Estamos na última semana do mês, portanto, mais um ciclo se encerra. Infelizmente, chegamos à triste marca de duzentas e cinquenta e cinco mortes por covid-19 de pessoas com deficiência aqui no Espírito Santo. E também por esse motivo, trago novamente para a coluna de hoje o amigo e pesquisador doutor Douglas Christian Ferrari, que nos ajuda a entender uma questão fundamental: por que as pessoas com deficiência não contam? Que o novo ciclo que chega traga também respostas.
No último sábado 20, perdemos o presidente do Conselho Municipal dos Direitos da Pessoa com Deficiência de Vitória. João Salles era cego e foi vítima da covid-19. O vírus não se cansa e, vez ou outra, acha um jeito de deixar sua perversidade mais pertinho da gente.
E quando as mãos são os olhos?
A urgência da pandemia nos exige ações inovadoras e tentativas incansáveis de zerar a contaminação. Se por um lado estamos avançados na identificação das formas de contágio, por outro estamos em déficit no que diz respeito às orientações que atendam às especificidades das pessoas com deficiência e seus familiares. Por exemplo, quais são as estratégias para a prevenção entre as pessoas com deficiência visual ou cegas, uma vez que percebem o mundo pelo tato e pelo som?
Vamos lembrar que graças ao esforço da professora Ethel Maciel e do professor Douglas, o Espírito Santo foi o primeiro, se não o único no Brasil, a incluir os dados da pessoa com deficiência no quadro COVID-19. E até agora o desafio de sairmos dessa estatística, para ações efetivas de gestão da saúde, não foi encarado. A tomada de decisões dos governos nas estratégias de cuidados e a falta de informações são os pontos nevrálgicos da pandemia para o público com deficiência.
Um viva aos pesquisadores
O trabalho publicado na Scientific Electronic Library Online nos mostra outros dados importantes quanto à vulnerabilidade das pessoas com deficiência e as mortes – mais estigmatizadas, contexto social muito diferente e baixa escolarização.
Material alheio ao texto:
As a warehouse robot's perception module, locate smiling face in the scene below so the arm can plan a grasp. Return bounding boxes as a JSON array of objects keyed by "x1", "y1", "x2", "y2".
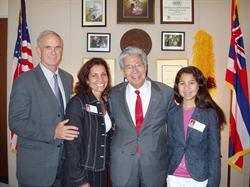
[
  {"x1": 36, "y1": 34, "x2": 62, "y2": 73},
  {"x1": 121, "y1": 55, "x2": 147, "y2": 89},
  {"x1": 87, "y1": 65, "x2": 108, "y2": 99},
  {"x1": 178, "y1": 73, "x2": 199, "y2": 104}
]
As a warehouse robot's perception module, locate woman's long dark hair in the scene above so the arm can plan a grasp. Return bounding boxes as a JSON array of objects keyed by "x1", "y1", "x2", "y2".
[
  {"x1": 74, "y1": 58, "x2": 111, "y2": 97},
  {"x1": 174, "y1": 66, "x2": 226, "y2": 129}
]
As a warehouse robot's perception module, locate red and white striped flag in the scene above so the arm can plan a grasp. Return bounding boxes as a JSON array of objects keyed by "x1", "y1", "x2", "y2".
[
  {"x1": 225, "y1": 0, "x2": 250, "y2": 172},
  {"x1": 11, "y1": 0, "x2": 34, "y2": 153}
]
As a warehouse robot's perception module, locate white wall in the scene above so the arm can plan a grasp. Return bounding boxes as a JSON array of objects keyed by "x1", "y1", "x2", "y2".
[{"x1": 7, "y1": 0, "x2": 250, "y2": 187}]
A pesquisa nos aponta o caminho para amenizar o crescimento de óbitos, que por sinal continua mais alto que na população sem deficiência: 4,6% de letalidade contra 2,0%. Pasmem. Se ela nos aponta soluções, por que não são aplicadas?
É bom lembrar que a convenção internacional sobre os direitos da pessoa com deficiência e a Lei Brasileira de Inclusão reforçam a importância das ações intersetoriais e reconhecem a vulnerabilidade desse público. Então, não dá para ficar dando tiros no pé por falta de legislação, incompetência ou inércia.
Mais eficiência, por favor, senhores da política
Está na hora de usar a lupa e reconsiderar a vida. As estratégias existem e estão nas legislações porém não são efetivadas, e isso nos faz compreender que continuamos às margens e o quanto o Brasil está em dívida quando o assunto é a igualdade de condições de prevenção e assistência.
A invisibilidade com que estamos atravessando essa pandemia reforça o risco de sofrermos com o vírus, e com as sequelas dele. Que rede de assistência teremos para retomar nossas necessidades de vida diária?
Não nos foi dada a chance de negociar com o vírus. Aliás, acho que ninguém tem essa opção, não é mesmo? O que temos são situações urgentes, que envolvem pessoas com deficiência pipocando e sem nenhum enfrentamento. Se o ano começa agora ainda é tempo de arregaçarmos as mangas e rompermos com a velha prática ineficiente na política.
"As pessoas com deficiência não podem continuar esquecidas e invisíveis social e politicamente. A situação exige garantia de direitos."
Trecho extraído do trabalho publicado na SciELO - Pessoas Com Deficiência e COVID-19 no estado do Espírito Santo: Entre a invisibilidade e a falta de Políticas Públicas. Ethel Maciel, Douglas Melo, Jéssica Delcarro, Igor Robaina, Pablo Jabor, Etereldes Gonçalves Junior, Eliana Zandonade.